Mountain Photo Workshops

The workshop includes a mountain climbing session in which participants get tips on how to take photos and instruct subjects to get good angles and results. The instructors offer insight into what would be the best angle to photograph a person climbing, says Vanags.

“It’s a pretty good program,” she adds. “I put a lot of value in National Geographic because they are world leaders in visual imagery and to have someone first-hand of that caliber teaching me how to see differently would be invaluable.”

Learning in Luxury

For those who want to improve their photography to show friends and family, without the National Geographic intensity, the Fairmont Jasper Park Lodge offers the perfect package. Called Focus on the Rockies II, The Jasper Photography Experience, this course includes three nights of pampered accommodation and service, professional instruction and the chance to hobnob with like-minded photographers from around the world.

The course is geared for novice and intermediate photographers and kicks off early each September, arguably the most spectacular time of year in the Rockies when the leaves are beginning to change color.
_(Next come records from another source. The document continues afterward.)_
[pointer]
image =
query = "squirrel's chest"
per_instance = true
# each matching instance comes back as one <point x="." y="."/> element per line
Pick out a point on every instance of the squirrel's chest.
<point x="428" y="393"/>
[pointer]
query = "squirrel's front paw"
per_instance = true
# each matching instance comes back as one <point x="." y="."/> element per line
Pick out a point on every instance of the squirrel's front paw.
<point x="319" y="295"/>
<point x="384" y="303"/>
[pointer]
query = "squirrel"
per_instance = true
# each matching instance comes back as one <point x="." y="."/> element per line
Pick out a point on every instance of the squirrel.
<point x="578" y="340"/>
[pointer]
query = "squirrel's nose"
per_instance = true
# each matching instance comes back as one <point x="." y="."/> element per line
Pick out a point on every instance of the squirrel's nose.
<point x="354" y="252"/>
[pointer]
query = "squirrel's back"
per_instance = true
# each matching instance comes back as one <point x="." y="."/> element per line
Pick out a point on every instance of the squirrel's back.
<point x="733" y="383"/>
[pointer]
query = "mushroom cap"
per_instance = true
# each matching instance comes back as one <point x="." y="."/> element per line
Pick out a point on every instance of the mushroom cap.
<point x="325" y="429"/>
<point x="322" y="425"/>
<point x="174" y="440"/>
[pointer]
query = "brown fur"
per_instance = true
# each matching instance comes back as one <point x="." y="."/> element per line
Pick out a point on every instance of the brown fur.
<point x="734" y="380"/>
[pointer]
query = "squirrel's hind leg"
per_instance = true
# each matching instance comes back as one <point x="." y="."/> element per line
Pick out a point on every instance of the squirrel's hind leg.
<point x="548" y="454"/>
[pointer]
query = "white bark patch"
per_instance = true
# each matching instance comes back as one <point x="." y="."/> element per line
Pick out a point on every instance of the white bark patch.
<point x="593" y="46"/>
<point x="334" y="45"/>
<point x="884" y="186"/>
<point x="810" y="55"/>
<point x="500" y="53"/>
“It’s a way to get out in the wilderness and catch the animals before they go to sleep for the winter,” says Lori Grant, regional director of public relations for Fairmont. “There’s the vast spaces, the glorious mountains and you and Mother Nature and all that she has to offer. Participants will walk away with fantastic photography that looks professional and they can say with pride it was them who took it.”